Mais Christine resta froide, inexorable. Le Père Le Bel tenta donc un autre argument plus décisif :

— N’oubliez pas, Madame, que vous n’êtes pas dans votre pays où vous déteniez la toute-puissance. Vous vous trouvez en France, dans la maison d’un hôte qui est le roi de France. N’aurait-il pas bonne raison de s’offenser d’une exécution faite dans son palais et sans son aveu ?

La reine blessée dans son orgueil, se redressa de toute sa hauteur : — Le droit de justice m’appartient, mon Père, et il m’est loisible de l’exercer en tout temps et en tous lieux. Le roi de France n’a rien à y voir et je ne dois qu’à Dieu seul compte de mes actions…

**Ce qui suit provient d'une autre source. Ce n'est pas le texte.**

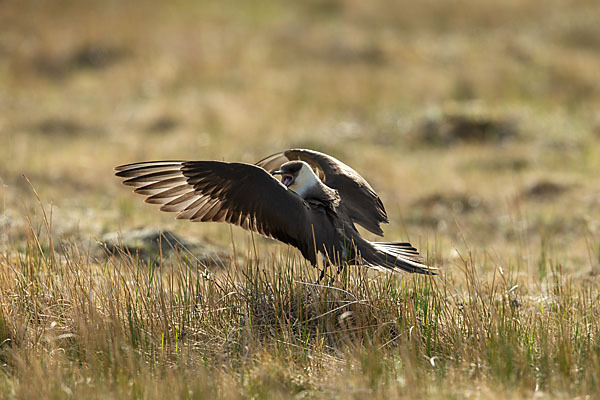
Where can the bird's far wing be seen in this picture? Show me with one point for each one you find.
(241, 194)
(364, 205)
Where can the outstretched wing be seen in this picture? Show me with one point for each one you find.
(363, 204)
(237, 193)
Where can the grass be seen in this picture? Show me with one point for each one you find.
(122, 328)
(395, 89)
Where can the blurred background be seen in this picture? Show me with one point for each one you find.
(477, 122)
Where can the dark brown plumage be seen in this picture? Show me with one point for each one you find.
(359, 198)
(304, 212)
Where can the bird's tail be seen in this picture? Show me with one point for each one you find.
(396, 256)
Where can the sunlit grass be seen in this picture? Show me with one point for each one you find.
(264, 329)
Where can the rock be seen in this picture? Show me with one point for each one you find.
(149, 243)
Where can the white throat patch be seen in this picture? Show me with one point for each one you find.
(305, 181)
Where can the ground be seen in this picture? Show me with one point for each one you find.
(476, 122)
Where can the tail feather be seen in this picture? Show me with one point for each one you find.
(398, 256)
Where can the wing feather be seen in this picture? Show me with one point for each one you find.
(238, 193)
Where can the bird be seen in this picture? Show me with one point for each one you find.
(313, 207)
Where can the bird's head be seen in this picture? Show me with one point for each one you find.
(297, 176)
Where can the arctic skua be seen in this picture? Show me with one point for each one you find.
(299, 210)
(357, 196)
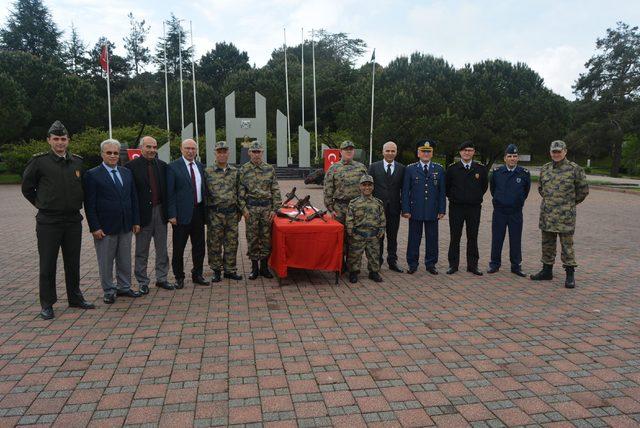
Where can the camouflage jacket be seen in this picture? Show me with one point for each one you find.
(342, 181)
(365, 217)
(562, 186)
(222, 186)
(258, 182)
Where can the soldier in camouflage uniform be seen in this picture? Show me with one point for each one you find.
(341, 186)
(258, 199)
(562, 185)
(223, 214)
(365, 225)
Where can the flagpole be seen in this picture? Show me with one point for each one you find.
(286, 77)
(166, 81)
(373, 87)
(109, 91)
(315, 113)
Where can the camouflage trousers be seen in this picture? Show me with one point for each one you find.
(567, 255)
(222, 241)
(359, 245)
(258, 233)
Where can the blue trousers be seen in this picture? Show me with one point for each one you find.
(431, 242)
(502, 220)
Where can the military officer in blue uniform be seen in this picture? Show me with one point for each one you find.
(423, 203)
(509, 186)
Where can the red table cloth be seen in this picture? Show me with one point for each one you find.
(313, 245)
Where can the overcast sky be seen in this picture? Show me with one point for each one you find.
(554, 37)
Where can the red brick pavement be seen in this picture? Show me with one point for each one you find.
(413, 351)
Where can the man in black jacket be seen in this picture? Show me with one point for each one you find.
(467, 182)
(150, 177)
(387, 178)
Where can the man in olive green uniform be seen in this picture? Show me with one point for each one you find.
(223, 214)
(562, 185)
(341, 186)
(365, 225)
(258, 199)
(52, 182)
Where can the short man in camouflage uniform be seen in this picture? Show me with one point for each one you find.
(223, 214)
(365, 225)
(341, 186)
(258, 199)
(562, 185)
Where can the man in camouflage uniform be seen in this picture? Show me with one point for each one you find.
(341, 186)
(365, 225)
(223, 214)
(562, 185)
(258, 199)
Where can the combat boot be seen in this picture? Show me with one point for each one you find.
(255, 270)
(546, 274)
(264, 269)
(570, 281)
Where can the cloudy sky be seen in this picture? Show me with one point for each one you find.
(555, 37)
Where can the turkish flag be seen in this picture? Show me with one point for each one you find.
(104, 60)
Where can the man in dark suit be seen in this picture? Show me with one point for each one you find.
(150, 177)
(423, 204)
(387, 179)
(111, 207)
(467, 182)
(186, 211)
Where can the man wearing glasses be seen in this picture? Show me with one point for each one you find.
(52, 182)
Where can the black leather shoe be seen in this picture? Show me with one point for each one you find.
(82, 305)
(128, 293)
(165, 285)
(199, 279)
(47, 313)
(474, 271)
(216, 276)
(375, 276)
(232, 275)
(394, 267)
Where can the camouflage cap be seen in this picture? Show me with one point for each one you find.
(255, 146)
(347, 144)
(57, 128)
(558, 145)
(366, 178)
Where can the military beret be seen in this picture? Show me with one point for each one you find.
(57, 128)
(425, 145)
(511, 149)
(255, 146)
(347, 144)
(466, 145)
(366, 178)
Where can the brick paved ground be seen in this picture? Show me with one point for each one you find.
(413, 351)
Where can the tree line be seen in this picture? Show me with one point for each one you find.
(44, 76)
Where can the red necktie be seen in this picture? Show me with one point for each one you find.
(193, 183)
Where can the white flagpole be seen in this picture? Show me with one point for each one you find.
(166, 81)
(315, 113)
(180, 60)
(193, 75)
(302, 69)
(286, 77)
(109, 90)
(373, 87)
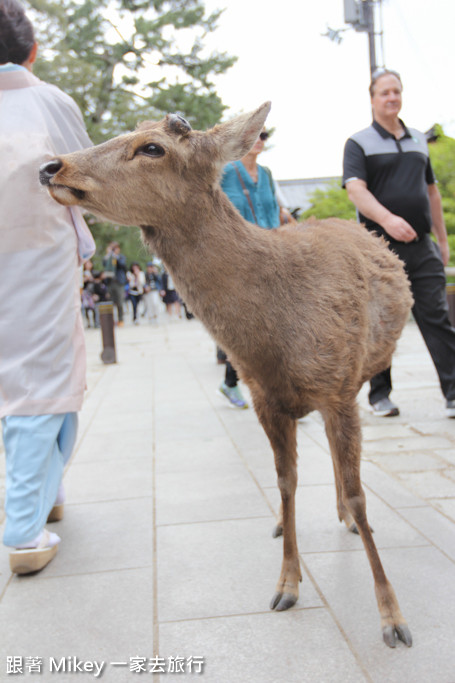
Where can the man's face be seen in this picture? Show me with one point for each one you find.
(386, 100)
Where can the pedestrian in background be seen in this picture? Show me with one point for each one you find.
(114, 264)
(251, 189)
(42, 245)
(388, 176)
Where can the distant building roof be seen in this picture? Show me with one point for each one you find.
(297, 193)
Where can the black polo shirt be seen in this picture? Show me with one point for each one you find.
(397, 173)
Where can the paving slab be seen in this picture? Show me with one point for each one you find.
(166, 542)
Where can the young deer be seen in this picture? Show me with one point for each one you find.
(306, 315)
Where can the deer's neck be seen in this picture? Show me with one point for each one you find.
(214, 258)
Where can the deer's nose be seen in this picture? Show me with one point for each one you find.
(48, 170)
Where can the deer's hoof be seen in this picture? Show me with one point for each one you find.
(353, 529)
(401, 631)
(282, 601)
(278, 531)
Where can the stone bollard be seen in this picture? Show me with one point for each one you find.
(106, 313)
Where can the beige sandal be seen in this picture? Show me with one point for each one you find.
(31, 560)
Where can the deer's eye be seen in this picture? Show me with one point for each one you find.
(151, 150)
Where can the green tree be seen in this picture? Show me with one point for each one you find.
(130, 60)
(124, 61)
(442, 154)
(331, 201)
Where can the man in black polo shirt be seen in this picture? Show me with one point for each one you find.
(388, 176)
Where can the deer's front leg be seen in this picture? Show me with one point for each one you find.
(281, 431)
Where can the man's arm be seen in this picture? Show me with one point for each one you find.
(438, 226)
(369, 206)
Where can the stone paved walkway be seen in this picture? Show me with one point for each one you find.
(166, 543)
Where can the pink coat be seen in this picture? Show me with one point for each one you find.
(42, 351)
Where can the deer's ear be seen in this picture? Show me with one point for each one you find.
(235, 138)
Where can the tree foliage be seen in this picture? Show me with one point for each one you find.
(331, 201)
(127, 60)
(442, 154)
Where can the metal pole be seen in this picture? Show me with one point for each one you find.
(106, 313)
(369, 20)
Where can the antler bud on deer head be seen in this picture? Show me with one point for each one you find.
(178, 124)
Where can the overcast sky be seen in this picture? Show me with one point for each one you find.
(318, 89)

— Mais vous pourriez, Madame, remettre le coupable entre les mains des juges qui instruiraient son procès… Christine se leva, brusquement :

— Retournez vers cet homme, mon Père, et occupez-vous de son âme…

Et elle lui tourna le dos.

Le pauvre moine, les larmes aux yeux, vint retrouver le condamné qui, voyant l’entretien se prolonger, avait repris quelque espoir et s’accrocha à lui comme un naufragé à une épave. Il l’embrassa et lui murmura à l’oreille :

— Je ne puis plus rien que prier pour vous et avec vous.

Le malheureux chancela en poussant deux ou trois grands cris.

Comment l’idée de défendre sa vie ne lui vint-elle pas ? Il portait une cotte de mailles sous son pourpoint et, comme tout gentilhomme, était armé d’une dague. Ne pouvait-il tuer ou blesser les sbires ? Tuer, par exemple, son bourreau Sentinelli qui avait causé sa perte et venait d’entrer dans la galerie pour se repaître de sa vengeance ?

Faut-il croire qu’il descendit jusqu’à supplier ce faux ami d’aller implorer pour lui la miséricorde de la reine, leur maîtresse ? Le beau favori n’était plus qu’une loque sans courage ni dignité.